Carefully remove the supernatant.
3m
Repeat step 10.8 and 10.9.
Remove the tube from the magnetic stand and elute the DNA with 15 µL Elution Buffer (EB) provided in the SQK-NBD112-96 kit.
Resuspend the pellet in EB by flicking.
Incubate for 00:10:00 (10 minutes) at Room temperature
10m
Place the tube on a magnetic stand for 00:03:00 (3 minutes) or until the solution is clear, then transfer 15 µL to a new Eppendorf LoBind DNA tube.
3m
Determine the concentration of the DNA by Qubit.
11. Sequencing
Follow Oxford Nanopore Protocol SQK-LSK109 to prepare the MinION flowcell and DNA library sequencing
mix using up to 20 ng adapter-ligated DNA sample (previous step).
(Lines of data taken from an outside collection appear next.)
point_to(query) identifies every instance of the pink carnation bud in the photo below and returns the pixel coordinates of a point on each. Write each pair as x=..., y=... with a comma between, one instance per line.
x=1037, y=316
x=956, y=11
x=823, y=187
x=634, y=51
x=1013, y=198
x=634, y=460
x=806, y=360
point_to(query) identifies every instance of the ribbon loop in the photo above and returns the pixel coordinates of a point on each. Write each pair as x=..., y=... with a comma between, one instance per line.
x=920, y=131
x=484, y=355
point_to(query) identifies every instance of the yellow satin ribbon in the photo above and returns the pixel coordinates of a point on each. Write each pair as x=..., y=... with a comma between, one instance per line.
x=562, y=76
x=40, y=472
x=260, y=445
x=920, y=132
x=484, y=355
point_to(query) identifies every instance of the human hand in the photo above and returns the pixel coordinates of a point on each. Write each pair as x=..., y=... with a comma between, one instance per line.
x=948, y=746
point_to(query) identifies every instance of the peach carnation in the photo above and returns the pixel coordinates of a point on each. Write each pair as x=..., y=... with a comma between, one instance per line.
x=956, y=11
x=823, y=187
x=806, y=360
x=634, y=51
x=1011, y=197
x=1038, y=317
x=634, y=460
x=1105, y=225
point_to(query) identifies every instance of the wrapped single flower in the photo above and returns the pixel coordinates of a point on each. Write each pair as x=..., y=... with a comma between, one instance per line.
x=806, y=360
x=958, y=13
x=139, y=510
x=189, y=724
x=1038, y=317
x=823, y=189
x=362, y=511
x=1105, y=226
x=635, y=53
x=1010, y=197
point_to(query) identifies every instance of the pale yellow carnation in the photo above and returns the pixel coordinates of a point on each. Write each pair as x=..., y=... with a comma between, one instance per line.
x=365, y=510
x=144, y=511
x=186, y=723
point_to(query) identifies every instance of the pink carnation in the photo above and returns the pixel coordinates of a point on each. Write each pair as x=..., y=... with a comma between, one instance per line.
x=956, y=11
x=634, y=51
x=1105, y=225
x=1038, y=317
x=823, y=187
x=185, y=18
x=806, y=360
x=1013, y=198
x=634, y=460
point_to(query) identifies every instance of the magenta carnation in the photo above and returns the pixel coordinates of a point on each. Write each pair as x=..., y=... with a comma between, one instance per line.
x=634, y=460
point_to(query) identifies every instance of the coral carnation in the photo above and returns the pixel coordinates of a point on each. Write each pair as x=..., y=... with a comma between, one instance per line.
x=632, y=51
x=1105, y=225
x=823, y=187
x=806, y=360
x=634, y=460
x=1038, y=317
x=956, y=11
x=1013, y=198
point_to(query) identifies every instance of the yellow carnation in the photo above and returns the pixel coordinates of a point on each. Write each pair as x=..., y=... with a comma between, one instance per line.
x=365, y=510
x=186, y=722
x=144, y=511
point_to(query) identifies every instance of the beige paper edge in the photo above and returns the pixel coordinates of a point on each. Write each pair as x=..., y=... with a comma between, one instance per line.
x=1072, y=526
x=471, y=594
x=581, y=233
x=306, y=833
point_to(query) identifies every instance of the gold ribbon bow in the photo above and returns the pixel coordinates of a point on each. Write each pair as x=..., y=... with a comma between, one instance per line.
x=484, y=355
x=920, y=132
Mix thoroughly 117 µL of Flush Buffer and 3 µL Flush Tether in a LoBind tube.
Prime the flowcell by slowly pipetting much of the previous mix, while avoiding pushing too fast or
bubble formation.
In a separate LoBind tube, add 15 µL of the Sequencing Buffer II, 10 µL of freshly vortexed
Loading Beads II and 5 µL (approximately 20fmol) DNA library.
Load 30 mL on the flow cell to initiate the sequencing.